Ondertussen is het vooruitgangsoptimisme vervangen door bedreigingen. De klimaatontwrichting voltrekt zich, maar we kijken ernaar alsof we het niet erg vinden dat ons huis afbrandt. Neoliberale globalisering heeft geleid tot ontbedding van de economie en afbouw van de welvaartsstaat. Ons model van democratie kan geen antwoorden meer formuleren. De betonrot zit diep. Er zijn kloven tussen generaties, tus sen arm en rijk, tussen stad en platteland.
We moeten een nieuw sociaal pact maken. Drie vaststellingen. De moderne mens beschouwt zichzelf als heer en meester van de natuur. In eigen regio is de open ruimte daardoor opgesoupeerd, op mondiaal vlak storten ecosystemen in elkaar.
Ten tweede: in de natiestaat hebben we ingezet op publieke dienstverlening en de markt als organisatieprincipe. Dat is geen onverdeeld succes: de econoom Nicolas Stern noemde klimaatverandering ‘het grootste marktfalen ooit’. Ondertussen hebben we de commons veronachtzaamd, de gebieden waar iedereen toe behoort (de lucht, zeeën …), maar waar niemand het rentmeesterschap voor opneemt.
Drie: sinds de moderniteit gaan we ervan uit dat steeds meer produceren en consumeren een goede zaak is. Dat we daarbij verarmen door natuurlijke rijkdommen te vernietigen was bijzaak.

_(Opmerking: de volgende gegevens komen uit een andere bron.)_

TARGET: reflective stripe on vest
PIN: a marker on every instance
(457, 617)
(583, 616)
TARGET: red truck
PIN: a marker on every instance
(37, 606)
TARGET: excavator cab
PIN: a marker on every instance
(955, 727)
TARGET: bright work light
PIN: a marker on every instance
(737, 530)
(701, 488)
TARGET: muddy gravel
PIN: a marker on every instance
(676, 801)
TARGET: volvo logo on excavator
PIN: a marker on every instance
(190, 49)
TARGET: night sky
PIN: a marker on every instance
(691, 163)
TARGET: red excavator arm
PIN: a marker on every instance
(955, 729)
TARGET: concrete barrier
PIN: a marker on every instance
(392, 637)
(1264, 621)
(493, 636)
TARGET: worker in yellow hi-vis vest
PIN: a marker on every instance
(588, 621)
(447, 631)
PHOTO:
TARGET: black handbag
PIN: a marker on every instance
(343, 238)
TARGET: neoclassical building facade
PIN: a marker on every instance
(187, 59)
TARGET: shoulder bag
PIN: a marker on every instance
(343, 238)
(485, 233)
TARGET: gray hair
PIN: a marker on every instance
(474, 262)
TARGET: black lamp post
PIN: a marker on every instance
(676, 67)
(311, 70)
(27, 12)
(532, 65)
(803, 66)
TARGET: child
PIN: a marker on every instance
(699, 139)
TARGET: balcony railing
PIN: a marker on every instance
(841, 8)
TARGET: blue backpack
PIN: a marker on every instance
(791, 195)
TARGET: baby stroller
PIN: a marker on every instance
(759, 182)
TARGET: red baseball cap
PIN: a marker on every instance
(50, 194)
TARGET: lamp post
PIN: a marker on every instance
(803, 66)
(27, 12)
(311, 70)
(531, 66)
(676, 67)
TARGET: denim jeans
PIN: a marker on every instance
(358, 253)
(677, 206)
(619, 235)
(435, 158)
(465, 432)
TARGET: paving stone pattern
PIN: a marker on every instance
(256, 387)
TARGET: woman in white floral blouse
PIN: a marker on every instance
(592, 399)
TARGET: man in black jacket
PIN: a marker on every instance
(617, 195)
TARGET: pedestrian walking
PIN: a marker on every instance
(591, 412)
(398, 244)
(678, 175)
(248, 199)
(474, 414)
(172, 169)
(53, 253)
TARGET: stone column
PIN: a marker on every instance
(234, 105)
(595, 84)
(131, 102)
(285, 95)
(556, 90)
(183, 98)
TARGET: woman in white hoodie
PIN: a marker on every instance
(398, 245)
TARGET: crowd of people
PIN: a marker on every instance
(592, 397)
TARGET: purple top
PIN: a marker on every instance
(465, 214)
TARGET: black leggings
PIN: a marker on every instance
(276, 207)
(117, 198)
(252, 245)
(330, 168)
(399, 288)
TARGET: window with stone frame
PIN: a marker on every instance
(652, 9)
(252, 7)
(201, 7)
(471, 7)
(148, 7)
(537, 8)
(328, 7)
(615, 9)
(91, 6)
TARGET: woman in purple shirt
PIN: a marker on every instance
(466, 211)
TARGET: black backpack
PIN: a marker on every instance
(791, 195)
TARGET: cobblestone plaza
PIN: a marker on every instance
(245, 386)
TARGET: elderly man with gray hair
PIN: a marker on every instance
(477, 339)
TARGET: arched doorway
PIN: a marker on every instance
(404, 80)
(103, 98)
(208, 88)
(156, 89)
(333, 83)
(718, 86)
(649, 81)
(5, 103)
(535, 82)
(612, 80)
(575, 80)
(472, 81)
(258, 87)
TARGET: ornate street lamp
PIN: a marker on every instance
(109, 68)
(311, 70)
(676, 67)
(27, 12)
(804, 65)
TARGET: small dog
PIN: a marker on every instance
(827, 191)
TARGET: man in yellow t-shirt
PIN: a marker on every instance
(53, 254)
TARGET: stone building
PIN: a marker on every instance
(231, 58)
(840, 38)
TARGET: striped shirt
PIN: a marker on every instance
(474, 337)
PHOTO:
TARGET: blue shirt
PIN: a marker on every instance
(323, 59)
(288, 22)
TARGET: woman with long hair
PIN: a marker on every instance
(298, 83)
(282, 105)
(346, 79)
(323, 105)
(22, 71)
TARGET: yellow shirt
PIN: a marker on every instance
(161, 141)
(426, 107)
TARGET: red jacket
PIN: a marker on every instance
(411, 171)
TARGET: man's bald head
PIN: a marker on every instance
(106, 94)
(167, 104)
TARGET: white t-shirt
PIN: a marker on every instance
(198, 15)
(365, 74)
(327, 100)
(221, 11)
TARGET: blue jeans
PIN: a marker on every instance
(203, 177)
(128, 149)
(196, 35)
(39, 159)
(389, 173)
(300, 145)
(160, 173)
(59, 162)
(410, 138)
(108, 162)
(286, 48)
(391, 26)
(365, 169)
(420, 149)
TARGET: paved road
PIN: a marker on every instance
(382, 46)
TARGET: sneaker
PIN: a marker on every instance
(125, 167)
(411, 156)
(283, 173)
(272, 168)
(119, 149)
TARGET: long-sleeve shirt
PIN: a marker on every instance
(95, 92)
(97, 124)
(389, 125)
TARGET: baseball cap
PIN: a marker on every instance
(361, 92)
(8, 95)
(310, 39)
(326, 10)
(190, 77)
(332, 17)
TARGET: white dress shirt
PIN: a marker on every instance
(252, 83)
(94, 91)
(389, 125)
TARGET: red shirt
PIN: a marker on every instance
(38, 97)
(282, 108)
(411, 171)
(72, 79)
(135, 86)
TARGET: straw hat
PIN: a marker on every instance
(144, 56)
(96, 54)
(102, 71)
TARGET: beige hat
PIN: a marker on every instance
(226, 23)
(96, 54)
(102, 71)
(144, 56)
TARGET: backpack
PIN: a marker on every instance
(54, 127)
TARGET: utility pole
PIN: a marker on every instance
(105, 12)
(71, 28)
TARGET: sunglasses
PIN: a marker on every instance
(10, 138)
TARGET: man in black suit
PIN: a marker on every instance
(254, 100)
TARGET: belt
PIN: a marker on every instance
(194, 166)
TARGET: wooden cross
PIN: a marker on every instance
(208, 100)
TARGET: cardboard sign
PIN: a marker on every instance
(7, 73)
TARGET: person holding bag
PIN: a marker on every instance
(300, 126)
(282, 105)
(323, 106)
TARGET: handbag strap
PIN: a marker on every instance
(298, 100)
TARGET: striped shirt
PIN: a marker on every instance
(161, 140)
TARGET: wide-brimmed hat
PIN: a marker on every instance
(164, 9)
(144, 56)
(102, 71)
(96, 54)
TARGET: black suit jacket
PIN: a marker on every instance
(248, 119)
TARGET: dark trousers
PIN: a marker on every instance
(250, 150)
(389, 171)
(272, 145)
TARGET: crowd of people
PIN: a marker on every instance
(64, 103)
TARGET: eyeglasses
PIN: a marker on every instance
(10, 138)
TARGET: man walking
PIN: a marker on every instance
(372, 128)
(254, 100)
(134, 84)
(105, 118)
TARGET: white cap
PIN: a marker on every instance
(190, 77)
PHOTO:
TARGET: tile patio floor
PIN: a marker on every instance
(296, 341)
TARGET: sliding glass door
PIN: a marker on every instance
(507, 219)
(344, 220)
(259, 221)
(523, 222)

Een ander sociaal contract zal leiden tot een fundamenteel andere samenleving, wat ik illustreer aan de hand van enkele domeinen.
Gemeenschappelijke tafel
De vertegenwoordigende democratie botst op haar limieten. Dat inzicht groeit, velen willen de burger actiever betrekken. We spreken over een langdurig proces van politieke dialoog. Dat kan in ons land aansluiten bij de G1000, de oefening in democratische vernieuwing. De opgave nu is veel groter. Zelfs mét regeringen bereiken we geen oplossingen meer. Door zo veel mogelijk burgers te betrekken, kunnen we het gemeenschapsvormende van het politieke herontdekken en verschillen overbruggen. Als mensen, elk met een eigen achtergrond, hun ding op tafel leggen, zitten ze wel aan een gemeenschappelijke tafel. En die ontbreekt nu, ook tussen Angela Merkel en het oosten van Duitsland, Emmanuel Macron en het Franse platteland, de Wetstraat en Ninove.
Sociale rechtvaardigheid
Een nieuw sociaal contract zal alleen steun krijgen als het uitgaat van gelijkheid en fairness. Als topmanagers in acht dagen evenveel verdienen als een doorsnee werknemer in een jaar, is er van samenleven niet veel sprake. In dat geval zullen de klimaatstormen zich afwisselen met tornado’s van protest. Het 19deeeuwse vooruitgangsmodel moet omgezet worden in een 21steeeuws evenwichtsmodel dat de middelen waarover we beschikken eerlijk deelt.
Gedurfd monetair beleid
Het is een veelgehoord argument: de duurzaamheidstransitie kost veel geld en dat hebben we niet. Die redenering klopt als private banken de hoofdrol spelen in de geldwereld. Hoe gek dat wel is, toont de wijze waarop we de financieeleconomische crisis hebben opgelost. Staten hebben zich dieper in de schulden gestoken om banken niet te laten omvallen. Kostenplaatje voor België: 100 miljard euro.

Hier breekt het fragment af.